I took no notice until he had eventually finished his silent review and concluded “What the fuck did you do to your eyebrows?”
“What are you talking about? They’ve always been like this” I presumed. I had not fallen asleep at any house parties the previous night so it was a safe presumption.
He continued. “Did you shave half of them off or something, ya daft bollocks?”
That sounded like my eyebrows alright. They had looked the same for the previous 20-odd years and it was only now, in this light that my own father had noticed.
This was the man who I had spent probably more time with than anyone, farming, footballing, fighting, avoiding farming, forehead scrumming. Forehead scrumming is the only name I can think for it as both parties crouch, touch foreheads, and then push like fuck to see who has the stronger neck and harder head. It usually ends in stalemate and two angry red marks above the bridges of our noses. The point I’m trying to get across is that you can’t get much closer to another man’s eyebrows than this and he had never noticed mine.
My wife is not my father and over the last year or so I have noticed her develop a relationship with her own eyebrows that some would describe as unhealthy. Christina’s eyebrows are beautiful by the way. She’s spent too many long nights of rigorous sculpting and painstakingly-precise shaping on the bathroom floor for them not to be. Costa Rica was a major turning point in her battle for dominion over their resting shape on her face.
One of our hotel rooms had a light-up magnifying make-up mirror. This thing was no fucking joke. It is an object designed to shame a person into action. Every imperfection is magnified by ten and lit up just for you to sit in personal humiliation wondering how to fix yourself. ‘I must have one’, thought Christina following her first evening of endless plucking in front of it in Costa Rica.
She now has more utensils for grooming her eyebrows – two pairs of tweezers, little scissors, Benefit eyebrow pencil, another white pencil, the aforementioned mirror – than I do for my entire body (razor, nail clippers, toothbrush). She bought tracing paper so she could trace her one flawless eyebrow, flip the paper to the other eyebrow, and figure out where exactly she needed to improve in order to achieve symmetrical perfection. It was around about this point I began to admire her tenacity. I have never been so passionate about something in my entire life, let alone one small area of my body hair – although I did become quite maternal towards my fledgling chest hair, nurturing it back to full health following a charity waxing.
At this point, you are probably trying to think of kind ways to tell me that Christina is a nutjob – and I’m not saying you’re wrong, I’m just saying she’s not alone.
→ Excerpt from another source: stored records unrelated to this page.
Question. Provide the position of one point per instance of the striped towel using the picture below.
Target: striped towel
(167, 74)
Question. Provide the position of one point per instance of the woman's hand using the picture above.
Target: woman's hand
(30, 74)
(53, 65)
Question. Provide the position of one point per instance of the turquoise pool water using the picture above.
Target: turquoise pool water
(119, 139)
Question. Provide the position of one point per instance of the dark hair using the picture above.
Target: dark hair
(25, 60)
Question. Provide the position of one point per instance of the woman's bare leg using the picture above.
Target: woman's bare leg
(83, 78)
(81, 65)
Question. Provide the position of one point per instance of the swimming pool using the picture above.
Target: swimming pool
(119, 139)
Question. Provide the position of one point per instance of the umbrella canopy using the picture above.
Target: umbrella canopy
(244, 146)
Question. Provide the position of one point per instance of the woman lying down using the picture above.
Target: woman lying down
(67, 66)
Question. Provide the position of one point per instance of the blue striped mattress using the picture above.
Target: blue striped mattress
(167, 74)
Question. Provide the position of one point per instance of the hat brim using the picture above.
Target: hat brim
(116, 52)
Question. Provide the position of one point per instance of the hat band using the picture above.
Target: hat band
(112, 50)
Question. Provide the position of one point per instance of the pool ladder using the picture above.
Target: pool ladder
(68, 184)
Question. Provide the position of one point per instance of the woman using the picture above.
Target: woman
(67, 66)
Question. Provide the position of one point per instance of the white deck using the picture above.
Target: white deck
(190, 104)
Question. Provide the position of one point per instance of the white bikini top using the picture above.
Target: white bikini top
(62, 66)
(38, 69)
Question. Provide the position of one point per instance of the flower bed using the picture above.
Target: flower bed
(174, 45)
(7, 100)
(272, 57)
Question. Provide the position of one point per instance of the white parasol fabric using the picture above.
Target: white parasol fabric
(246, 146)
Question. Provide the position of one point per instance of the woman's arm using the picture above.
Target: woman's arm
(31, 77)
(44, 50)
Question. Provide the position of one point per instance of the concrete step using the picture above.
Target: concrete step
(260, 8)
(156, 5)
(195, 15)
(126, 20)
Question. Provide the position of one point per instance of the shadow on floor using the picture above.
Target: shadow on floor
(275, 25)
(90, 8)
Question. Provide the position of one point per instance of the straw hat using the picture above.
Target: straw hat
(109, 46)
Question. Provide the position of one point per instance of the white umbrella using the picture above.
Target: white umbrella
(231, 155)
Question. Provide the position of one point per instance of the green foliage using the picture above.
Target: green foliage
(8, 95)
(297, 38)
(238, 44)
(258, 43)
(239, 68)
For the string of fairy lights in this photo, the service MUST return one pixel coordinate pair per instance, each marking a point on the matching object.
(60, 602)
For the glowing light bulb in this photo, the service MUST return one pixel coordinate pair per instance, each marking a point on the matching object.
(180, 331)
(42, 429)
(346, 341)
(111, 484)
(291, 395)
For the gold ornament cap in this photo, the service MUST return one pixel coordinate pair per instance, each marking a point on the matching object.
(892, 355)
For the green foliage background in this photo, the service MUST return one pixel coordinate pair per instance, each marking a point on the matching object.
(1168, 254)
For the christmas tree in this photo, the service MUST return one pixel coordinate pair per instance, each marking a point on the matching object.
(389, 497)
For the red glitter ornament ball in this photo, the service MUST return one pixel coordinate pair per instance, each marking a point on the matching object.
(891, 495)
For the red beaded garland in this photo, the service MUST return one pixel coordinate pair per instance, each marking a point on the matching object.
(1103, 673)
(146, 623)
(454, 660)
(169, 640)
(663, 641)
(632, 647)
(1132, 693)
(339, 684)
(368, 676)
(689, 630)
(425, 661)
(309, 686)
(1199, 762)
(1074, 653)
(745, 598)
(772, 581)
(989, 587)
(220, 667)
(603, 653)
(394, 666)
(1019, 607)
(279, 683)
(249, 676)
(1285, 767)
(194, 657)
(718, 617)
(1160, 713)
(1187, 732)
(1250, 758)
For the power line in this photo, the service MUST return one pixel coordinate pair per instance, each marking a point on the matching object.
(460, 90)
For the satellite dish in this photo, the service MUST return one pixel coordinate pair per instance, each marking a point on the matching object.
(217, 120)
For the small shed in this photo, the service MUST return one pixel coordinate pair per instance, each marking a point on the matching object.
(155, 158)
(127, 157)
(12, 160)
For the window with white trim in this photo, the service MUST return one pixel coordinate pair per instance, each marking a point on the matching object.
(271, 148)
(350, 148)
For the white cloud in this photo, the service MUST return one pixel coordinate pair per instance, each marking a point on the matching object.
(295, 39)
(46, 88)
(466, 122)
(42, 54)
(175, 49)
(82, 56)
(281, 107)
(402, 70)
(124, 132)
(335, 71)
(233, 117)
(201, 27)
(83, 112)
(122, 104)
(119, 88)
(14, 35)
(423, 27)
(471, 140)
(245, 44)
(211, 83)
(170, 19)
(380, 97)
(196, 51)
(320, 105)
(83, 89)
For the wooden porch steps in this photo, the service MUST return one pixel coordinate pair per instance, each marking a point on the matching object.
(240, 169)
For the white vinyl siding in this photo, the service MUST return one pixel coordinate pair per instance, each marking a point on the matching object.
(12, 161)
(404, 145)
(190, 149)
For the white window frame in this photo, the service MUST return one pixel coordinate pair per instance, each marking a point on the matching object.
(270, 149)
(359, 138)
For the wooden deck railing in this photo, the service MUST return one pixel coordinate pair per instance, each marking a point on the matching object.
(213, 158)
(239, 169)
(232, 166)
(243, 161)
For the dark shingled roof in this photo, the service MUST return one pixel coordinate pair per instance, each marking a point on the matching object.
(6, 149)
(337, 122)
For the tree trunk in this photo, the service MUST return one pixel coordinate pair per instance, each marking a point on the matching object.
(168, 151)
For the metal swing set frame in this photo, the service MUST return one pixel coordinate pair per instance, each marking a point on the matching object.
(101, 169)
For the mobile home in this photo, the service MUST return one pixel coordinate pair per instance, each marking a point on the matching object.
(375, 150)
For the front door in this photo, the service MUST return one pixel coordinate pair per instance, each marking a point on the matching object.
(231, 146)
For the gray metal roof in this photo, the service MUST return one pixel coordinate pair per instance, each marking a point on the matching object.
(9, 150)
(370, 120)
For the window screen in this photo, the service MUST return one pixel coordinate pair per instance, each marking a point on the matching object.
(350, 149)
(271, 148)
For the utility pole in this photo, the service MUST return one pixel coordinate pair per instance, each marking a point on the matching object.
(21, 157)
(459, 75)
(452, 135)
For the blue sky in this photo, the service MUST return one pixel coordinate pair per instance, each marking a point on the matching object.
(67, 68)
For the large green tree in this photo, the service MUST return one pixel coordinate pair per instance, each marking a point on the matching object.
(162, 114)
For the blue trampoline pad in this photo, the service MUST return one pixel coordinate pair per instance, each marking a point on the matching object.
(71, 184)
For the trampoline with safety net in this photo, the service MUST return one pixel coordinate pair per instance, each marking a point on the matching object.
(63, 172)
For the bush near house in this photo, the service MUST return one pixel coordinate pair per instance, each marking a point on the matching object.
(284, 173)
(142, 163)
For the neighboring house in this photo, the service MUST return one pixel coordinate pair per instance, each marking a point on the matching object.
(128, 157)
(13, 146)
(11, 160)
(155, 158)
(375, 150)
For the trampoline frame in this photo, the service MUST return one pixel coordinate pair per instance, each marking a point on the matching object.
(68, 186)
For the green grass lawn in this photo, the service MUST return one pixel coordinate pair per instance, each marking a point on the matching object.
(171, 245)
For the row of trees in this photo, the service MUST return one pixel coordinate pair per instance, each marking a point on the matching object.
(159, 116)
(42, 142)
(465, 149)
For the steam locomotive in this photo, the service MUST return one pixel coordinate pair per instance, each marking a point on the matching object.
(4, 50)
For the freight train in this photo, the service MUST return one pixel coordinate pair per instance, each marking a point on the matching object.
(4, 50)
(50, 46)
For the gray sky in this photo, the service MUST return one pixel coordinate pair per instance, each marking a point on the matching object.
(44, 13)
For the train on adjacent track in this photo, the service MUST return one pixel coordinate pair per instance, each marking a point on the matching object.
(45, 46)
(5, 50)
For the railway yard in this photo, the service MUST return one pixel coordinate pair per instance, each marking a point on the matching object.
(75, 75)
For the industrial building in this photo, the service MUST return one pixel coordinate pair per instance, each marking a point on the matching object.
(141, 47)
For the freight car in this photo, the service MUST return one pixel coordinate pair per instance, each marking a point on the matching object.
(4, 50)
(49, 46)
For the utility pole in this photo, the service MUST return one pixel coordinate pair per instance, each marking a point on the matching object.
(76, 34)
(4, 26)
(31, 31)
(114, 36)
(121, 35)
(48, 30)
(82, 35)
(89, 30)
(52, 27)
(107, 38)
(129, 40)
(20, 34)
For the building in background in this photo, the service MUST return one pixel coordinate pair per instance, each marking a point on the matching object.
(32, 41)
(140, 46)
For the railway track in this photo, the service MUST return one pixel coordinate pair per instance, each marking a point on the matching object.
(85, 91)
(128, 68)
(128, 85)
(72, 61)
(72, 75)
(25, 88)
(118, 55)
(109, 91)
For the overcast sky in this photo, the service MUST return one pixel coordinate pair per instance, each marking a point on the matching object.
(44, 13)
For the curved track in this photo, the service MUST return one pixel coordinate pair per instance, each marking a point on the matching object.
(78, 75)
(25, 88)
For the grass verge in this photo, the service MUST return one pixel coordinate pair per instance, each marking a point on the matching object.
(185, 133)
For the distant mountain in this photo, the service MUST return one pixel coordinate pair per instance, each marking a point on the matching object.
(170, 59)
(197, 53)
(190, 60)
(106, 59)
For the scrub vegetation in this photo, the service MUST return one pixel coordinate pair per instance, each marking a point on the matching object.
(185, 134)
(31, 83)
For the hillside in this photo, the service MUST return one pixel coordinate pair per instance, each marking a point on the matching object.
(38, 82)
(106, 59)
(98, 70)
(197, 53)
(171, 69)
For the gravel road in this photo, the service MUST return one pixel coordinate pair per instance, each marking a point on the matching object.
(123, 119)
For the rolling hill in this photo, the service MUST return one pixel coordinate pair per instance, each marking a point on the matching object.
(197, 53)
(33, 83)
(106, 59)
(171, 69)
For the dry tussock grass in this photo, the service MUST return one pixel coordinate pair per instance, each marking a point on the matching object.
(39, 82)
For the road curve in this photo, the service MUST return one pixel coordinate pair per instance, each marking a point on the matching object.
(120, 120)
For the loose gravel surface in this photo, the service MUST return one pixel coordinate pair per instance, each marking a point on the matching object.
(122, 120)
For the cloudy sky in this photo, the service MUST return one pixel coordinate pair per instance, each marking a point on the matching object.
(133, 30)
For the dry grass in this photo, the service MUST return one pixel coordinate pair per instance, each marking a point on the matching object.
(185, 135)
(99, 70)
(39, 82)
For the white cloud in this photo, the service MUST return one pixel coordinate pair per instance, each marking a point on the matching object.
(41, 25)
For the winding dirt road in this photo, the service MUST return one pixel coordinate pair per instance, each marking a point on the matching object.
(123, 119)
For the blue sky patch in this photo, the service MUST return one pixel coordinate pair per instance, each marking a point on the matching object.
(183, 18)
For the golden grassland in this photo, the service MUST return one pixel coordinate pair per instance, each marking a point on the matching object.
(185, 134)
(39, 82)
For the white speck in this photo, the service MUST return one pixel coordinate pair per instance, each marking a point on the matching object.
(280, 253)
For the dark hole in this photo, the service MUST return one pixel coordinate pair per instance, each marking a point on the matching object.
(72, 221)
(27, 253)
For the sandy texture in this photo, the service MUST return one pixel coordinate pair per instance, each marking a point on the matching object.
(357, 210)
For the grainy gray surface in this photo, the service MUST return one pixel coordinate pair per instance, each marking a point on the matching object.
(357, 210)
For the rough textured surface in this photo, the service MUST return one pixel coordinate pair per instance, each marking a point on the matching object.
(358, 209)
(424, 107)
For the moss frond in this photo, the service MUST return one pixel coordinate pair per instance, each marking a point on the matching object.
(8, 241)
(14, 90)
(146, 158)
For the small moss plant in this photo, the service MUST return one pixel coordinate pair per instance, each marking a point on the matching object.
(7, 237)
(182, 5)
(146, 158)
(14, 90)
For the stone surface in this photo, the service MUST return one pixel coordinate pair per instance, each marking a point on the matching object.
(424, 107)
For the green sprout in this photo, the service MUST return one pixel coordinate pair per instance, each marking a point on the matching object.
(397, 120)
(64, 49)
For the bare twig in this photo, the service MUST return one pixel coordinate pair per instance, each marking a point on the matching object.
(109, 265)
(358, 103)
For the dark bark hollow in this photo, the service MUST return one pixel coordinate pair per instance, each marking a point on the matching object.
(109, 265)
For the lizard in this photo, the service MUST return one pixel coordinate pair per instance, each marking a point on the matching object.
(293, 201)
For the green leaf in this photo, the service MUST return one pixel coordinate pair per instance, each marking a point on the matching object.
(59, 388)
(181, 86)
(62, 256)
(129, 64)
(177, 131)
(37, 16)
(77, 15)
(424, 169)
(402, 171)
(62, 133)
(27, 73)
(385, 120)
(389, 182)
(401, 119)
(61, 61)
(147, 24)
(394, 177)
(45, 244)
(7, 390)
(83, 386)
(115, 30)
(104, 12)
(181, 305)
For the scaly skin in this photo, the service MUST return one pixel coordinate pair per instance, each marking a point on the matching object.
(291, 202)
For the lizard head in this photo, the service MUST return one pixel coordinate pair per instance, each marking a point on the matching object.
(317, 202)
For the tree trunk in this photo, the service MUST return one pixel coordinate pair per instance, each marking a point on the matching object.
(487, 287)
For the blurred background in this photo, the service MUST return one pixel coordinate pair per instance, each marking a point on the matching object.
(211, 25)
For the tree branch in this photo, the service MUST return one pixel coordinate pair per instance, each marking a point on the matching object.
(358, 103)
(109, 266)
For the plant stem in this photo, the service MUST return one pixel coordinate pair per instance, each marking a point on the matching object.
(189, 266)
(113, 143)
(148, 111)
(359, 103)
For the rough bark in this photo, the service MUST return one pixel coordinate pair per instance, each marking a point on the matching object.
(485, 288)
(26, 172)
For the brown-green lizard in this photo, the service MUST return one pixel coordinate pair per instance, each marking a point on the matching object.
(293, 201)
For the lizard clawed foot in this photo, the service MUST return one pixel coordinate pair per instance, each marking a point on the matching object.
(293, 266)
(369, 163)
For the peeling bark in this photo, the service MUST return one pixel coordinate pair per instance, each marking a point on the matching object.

There is an entire sub-culture devoted to eyebrows and whether a girls ‘eyebrow game is on fleek’ or not (DANGER Buzzfeed link). I didn’t know eyebrows were a game nor did I know what ‘on fleek’ meant. I am now fully educated. It turns out eyebrows are not a game but a way of life. On fleek means ‘on point’ which means ‘doing a pretty solid job at being part of your face’ when used in conjunction with eyebrows.
During a semi-recent get together with some of Christina’s college friends, the conversation descended into a discussion on the importance of proper eyebrow grooming and techniques by which you can achieve the perfect brow. This entire conversation flew so far over my head that my eyebrows weren’t even disturbed by the gust of wind it left behind. There was passion there though, that much was clear and I came away from it very happy. It was clear that Christina had some sort of an illness but not one that was likely to be named after her as others were similarly afflicted.
So what have I learned from all of this? I’ve learned that “How are my eyebrows?” is a question expecting a serious and very sincere answer. I’d wager that north of 40% of Snapchats I receive consist of a picture posing this very question. I’ve learned that when meeting Christina for the first time, chances are she has stripped you right down and knows the depths of your soul based purely on the arch of your brows. Most of all I’ve learned that there’s power in this makeup mirror that has found a home in our apartment, a power within this ‘one ring‘ of light that draws one in and drives them to unparalleled obsession.